Choosing worthless and overpriced degrees is the responsibility of students and parents, not of universities.
The bubble will pop when students come to their senses. Until then, it remains worthwhile to charge inflated amounts for useless degrees.
You don't get the point of liberal arts education. It's all about the PARTY.
John McAfee 'It was like that time I hired that Bangkok prostitute; to do my taxes, while I fucked my accountant'
It's unfair to call the current batch "idiots" when they've been lied to consistently by teachers, guidance counselors, and then professors that their college education will be both necessary and meaningful. And likely that's still true for some engineering fields (though the price is still a bubble), but for a "Grievance Studies" degree? It's one Hell of a sophisticated con job, and I have some sympathy for the marks who fall for it - how's a kid supposed to figure out that the educational system as a whole is not a source of truth?
Socialism: a lie told by totalitarians and believed by fools.
To me there are two kinds of elite. The classic one that generally serves only the rich elites is a university that is very hard to get into.
But the second kind would be one where they teach hard things to high levels and thus it is hard to graduate from. With an online scenario it could be possible to let pretty much everyone in and let the actual courses be the filter.
That said, I have a nephew who recently graduated from a third rate university's engineering program. Basically they taught them shit but worked them to the bone. If you didn't have a fantastic work ethic and discipline then you may very well not complete the course. But the engineering skills learned would be borderline useless.
So what I would love with an online truly elite university would be basically opensource courses. That is all the materials, videos, tests, etc would be published. This way they would have trouble concealing the fact that their course sucked.
You are confused sir. There is no fraud when someone willingly chooses poorly yet still receives a quality education in a field that is irrelevant. That's called personal choice.
I believe you're out of touch.
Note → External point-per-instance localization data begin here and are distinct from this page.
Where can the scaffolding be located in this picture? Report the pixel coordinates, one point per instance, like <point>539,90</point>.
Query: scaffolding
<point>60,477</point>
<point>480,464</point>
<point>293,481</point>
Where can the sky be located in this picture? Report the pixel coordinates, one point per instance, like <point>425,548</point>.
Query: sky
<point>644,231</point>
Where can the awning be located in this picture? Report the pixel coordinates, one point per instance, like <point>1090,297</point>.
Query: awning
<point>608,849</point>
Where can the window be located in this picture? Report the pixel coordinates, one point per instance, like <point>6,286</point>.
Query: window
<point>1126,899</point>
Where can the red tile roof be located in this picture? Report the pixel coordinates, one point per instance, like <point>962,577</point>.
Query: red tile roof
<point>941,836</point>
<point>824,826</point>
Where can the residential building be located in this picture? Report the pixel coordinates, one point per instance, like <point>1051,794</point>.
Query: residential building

There are people who genuinely believe that a "Women's Studies" degree, or an Anthropology degree, etc, will help them get a job and prosper, because they've been sold a bill of goods.
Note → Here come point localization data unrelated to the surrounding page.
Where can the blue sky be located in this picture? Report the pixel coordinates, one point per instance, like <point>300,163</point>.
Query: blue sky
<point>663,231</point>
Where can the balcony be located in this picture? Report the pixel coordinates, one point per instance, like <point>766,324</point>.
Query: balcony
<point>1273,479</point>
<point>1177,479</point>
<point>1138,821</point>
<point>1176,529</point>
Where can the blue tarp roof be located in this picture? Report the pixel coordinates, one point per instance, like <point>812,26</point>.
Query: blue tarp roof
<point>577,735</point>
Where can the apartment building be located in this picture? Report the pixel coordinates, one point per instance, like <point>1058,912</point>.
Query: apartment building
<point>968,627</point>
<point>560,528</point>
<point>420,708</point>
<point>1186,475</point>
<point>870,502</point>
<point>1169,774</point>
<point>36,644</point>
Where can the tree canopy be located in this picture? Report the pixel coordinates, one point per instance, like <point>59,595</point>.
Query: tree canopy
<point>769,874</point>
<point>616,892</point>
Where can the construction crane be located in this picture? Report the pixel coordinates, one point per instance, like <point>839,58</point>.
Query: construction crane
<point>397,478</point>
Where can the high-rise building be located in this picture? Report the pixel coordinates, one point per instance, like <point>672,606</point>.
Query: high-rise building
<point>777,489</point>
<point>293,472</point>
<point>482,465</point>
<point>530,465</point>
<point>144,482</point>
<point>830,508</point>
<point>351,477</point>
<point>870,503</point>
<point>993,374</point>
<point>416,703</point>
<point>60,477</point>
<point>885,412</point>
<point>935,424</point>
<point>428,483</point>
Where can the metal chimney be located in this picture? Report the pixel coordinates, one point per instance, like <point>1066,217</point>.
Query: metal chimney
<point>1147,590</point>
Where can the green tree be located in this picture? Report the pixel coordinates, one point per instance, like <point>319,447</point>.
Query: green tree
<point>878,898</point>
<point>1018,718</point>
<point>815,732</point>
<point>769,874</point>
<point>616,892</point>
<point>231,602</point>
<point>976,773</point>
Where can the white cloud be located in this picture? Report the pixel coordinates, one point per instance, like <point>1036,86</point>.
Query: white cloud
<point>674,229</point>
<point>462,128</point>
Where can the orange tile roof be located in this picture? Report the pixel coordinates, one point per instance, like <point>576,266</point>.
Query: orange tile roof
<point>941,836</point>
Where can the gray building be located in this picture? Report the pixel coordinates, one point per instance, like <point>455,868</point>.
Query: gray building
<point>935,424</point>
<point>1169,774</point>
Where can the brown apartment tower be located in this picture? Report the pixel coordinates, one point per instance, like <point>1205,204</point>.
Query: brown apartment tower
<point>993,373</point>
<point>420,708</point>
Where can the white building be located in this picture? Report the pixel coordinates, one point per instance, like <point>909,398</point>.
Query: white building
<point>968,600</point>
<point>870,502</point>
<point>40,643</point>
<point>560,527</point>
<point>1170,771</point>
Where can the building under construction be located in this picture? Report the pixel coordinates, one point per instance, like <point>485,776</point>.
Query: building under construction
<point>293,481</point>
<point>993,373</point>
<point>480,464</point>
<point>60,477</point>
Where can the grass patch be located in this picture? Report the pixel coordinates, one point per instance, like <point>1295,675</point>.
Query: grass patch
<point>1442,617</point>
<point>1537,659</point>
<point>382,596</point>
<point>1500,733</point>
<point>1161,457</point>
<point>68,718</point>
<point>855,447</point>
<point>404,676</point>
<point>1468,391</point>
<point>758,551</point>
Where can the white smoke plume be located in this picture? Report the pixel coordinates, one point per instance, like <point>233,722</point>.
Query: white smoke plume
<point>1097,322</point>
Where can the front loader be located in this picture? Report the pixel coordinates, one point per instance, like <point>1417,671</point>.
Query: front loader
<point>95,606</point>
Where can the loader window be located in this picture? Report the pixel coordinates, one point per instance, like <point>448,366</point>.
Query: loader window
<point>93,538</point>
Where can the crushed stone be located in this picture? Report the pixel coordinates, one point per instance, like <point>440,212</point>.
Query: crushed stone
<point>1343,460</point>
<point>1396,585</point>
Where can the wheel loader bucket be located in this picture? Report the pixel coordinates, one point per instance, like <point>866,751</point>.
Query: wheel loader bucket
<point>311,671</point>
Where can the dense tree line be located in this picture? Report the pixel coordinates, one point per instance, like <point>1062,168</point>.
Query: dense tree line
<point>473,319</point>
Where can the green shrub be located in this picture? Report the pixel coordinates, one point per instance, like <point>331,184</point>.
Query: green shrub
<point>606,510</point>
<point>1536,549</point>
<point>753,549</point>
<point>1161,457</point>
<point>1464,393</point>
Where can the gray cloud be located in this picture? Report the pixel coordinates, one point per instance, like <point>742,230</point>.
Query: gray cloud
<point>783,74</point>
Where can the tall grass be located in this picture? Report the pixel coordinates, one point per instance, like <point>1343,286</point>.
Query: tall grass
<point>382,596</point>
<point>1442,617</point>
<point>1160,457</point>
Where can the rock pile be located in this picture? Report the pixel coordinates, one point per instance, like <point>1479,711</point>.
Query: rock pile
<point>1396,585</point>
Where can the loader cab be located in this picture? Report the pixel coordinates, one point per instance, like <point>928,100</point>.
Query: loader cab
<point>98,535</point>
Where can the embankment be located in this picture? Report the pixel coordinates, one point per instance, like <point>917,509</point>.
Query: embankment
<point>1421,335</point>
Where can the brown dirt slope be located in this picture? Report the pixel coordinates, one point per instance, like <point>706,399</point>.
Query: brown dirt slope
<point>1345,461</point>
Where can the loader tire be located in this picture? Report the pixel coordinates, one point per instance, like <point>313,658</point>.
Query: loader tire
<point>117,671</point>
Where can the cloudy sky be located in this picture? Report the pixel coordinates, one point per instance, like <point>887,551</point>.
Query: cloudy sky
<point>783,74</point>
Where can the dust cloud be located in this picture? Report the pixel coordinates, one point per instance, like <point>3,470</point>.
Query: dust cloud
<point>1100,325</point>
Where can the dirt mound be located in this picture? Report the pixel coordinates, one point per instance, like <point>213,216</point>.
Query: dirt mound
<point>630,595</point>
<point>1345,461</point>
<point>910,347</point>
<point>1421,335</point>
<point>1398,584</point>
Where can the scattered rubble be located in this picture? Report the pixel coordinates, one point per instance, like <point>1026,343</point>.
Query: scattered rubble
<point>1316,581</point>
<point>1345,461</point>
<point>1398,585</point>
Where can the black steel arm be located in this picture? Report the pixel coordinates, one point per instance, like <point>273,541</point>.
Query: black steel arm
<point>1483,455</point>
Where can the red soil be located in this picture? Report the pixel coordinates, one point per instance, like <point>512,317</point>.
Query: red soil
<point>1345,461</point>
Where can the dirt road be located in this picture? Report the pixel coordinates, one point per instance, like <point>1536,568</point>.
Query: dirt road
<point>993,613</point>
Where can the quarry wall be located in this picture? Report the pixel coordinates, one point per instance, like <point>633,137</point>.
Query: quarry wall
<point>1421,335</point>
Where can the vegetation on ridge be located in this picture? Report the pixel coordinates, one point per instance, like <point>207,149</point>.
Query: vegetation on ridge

I'd love to see clear product labeling for degrees. "People with this degree make about the same in five years as people with no degree make at the same age", or "people in this field make above the median income, but few graduates with this degree from this college are working in this field".
We could at least provide the level of information easily available to a car shopper, no? Then perhaps market corrections would happen before the absurd sort of bubble we have today!
Socialism: a lie told by totalitarians and believed by fools.